紐約市長白思豪在去年更提出名為「OneNYC」的市區更新方案,除了增建房屋、改善交通外,更明確提出在2030年前,希望令全市85%市民住所步行範圍內都有公園,幾乎「梗有一間喺左近」。

紐約的規劃目標亦明確,擬集中在貧窮人口較多、人口急增地區加快興建公園以及在全市街道和休憩用地種植100萬棵樹綠化城市。另會透過多項措施,例如拆卸休憩用地的圍欄、與不同社區合作將車路變成兒童遊樂場,令休憩用地發展成社區內的聚會場所。

港英40年代已料市區休憩用地嚴重短缺

翻查數據,香港除了人均休憩用地面積遠遠落後其他大都會,數據亦顯示,本港數十年來休憩用地和綠化帶比例大減。更甚者,本港的休憩用地除康文署公園外,還包括私人物業內的公共空間、私人會所等,實際上市民可免費享用的休憩空間比官方數字更少。揭規劃發水 你不可不知的七個奇怪「休憩」用地

這其實是港府一直刻意為之,把休憩用地當作土地儲備。因為休憩用地和綠化帶往往被視為改善城市健康的重要部分,否則,一個密密麻麻的擠迫城市便會出現。

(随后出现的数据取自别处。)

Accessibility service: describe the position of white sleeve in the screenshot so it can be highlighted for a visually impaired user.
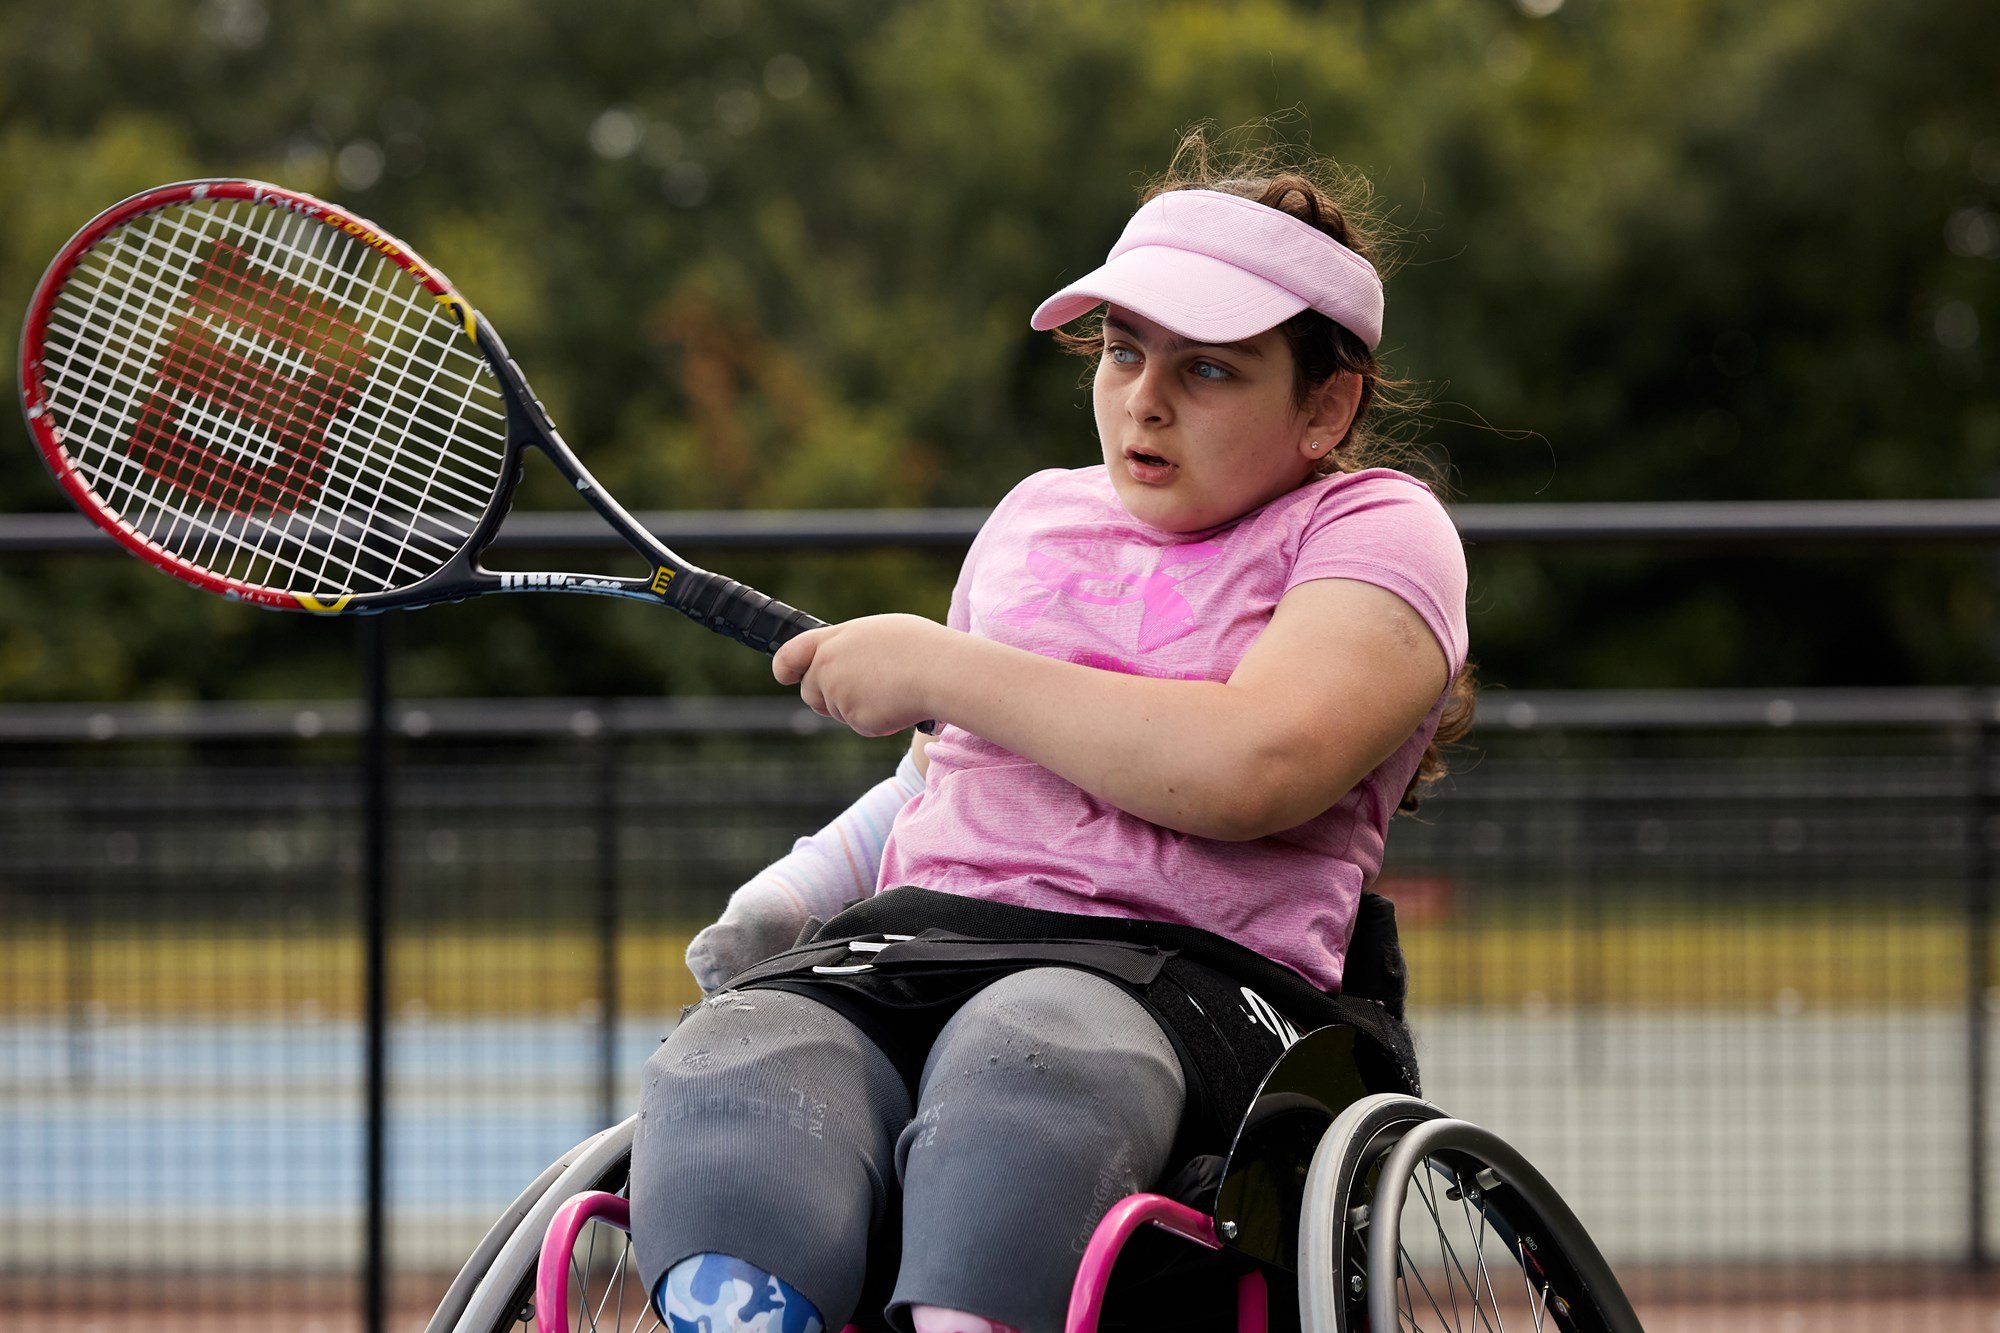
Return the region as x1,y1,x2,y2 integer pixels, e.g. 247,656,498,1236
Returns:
684,753,923,993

本港休憩用地比例其實不斷下跌,1965至2006年間,本港人口由363萬大增至690萬,但休憩用地佔法定圖則比例在40年間卻不升反跌,由9.8%大跌至3.9%。這段期間,本港休憩用地其實增加了384公頃,但遠遠追不上其他發展,例如低密度住宅土地供應同期增加了896.7公頃、道路也增加了936.9公頃。

同在這數十年間,法定圖則內綠化帶亦減少了3238.2公頃,面積更相當於162個維園。

學者:60年代休憩用地比例高現時三倍

另一個問題,是房屋居住問題在香港幾乎凌駕一切。由於負責的規劃署,需同時應付房屋問題、賣地壓力,往往犧牲休憩用地。

翻查歷史資料,這種規劃哲學早於本港第一份規劃手冊已植根本港,至今依然未變。二次大戰後,本港急需重新規劃建設,應付不斷增加的人口。1947年,港英政府邀請負責大戰後重新規劃倫敦的規劃師亞拔高比爵士(Sir Patrick Abercrombie)來港,翌年發表本港首份規劃文件《亞拔高比報告》。《報告》除了提出本港的規劃原則,亦建議港府興建過海隧道、填海造地,以及發展新市鎮和工業區,解決本港的房屋問題、發展經濟。

至於休憩用地,《報告》將之放在整份報告的最後一章,承認由於需與其他土地用途競爭,「預料市區休憩用地會出現嚴重短缺」,建議把荒廢軍事用地改作休憩用地,以及引入「特別」的規劃算法,將綠化帶兼作休憩用途,例如利用綠化帶壯麗的山坡和集水區景色作為「被動式康樂空間」、在綠化帶內為公眾開闢行山徑或「特別觀景點」。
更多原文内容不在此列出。